At two crude oil spill sites in Minnesota, researchers found that groundwater concentrations of residual crude oil metabolites exceeded concentrations of diesel range organics, yet these are are largely unmonitored.
Where crude oil or petroleum hydrocarbon fuel spills have occurred and contaminants such as benzene, toluene, ethylbenzene, xylene and polycyclic aromatic hydrocarbons have entered groundwater, naturally occurring microbes in the soil can digest or break down the original crude oil, producing byproducts known as metabolites. The metabolites are more soluble in groundwater than the parent compounds and are transported from the original source, forming a groundwater plume.
The study, published in the journal Groundwater, suggests that at sites where residual sources are present, regulatory monitoring of metabolites or breakdown products may be an important part of an effective evaluation of the fate and effects of groundwater contaminant plumes.
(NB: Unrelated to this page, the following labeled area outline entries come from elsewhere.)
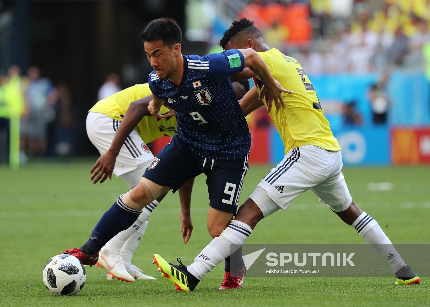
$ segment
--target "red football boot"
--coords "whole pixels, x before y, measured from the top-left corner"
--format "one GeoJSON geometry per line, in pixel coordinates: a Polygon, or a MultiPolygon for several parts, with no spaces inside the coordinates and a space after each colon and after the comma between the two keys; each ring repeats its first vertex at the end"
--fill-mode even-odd
{"type": "Polygon", "coordinates": [[[230,272],[224,273],[224,280],[220,286],[220,290],[227,289],[237,289],[242,288],[243,282],[243,276],[238,277],[232,276],[230,272]]]}
{"type": "Polygon", "coordinates": [[[74,256],[80,260],[83,264],[85,265],[94,265],[97,263],[98,260],[98,253],[96,253],[91,256],[84,254],[80,251],[77,248],[72,248],[71,249],[66,249],[61,254],[68,254],[72,256],[74,256]]]}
“We compiled 20 years of monitoring data to understand the occurrence of the metabolites relative to other regulated crude-oil contaminants,” said USGS hydrologist and lead author of the study, Barbara Bekins. “Concentrations of the regulated crude oil compounds are one-third to one-half of the total concentration of the metabolites found in groundwater at our study sites. The values of the metabolites are 10 times higher than benzene and two to three times higher than the standard regulatory measure of diesel-like compounds in the same wells. Monitoring data show that the plume of metabolites is expanding more rapidly than the benzene plume.”
“Metabolites of hydrocarbon degradation, such as those found at these crude oil spill sites, are also common at sites contaminated by other fuels such as gasoline leaks and spills,” added USGS co-author Isabelle Cozzarelli.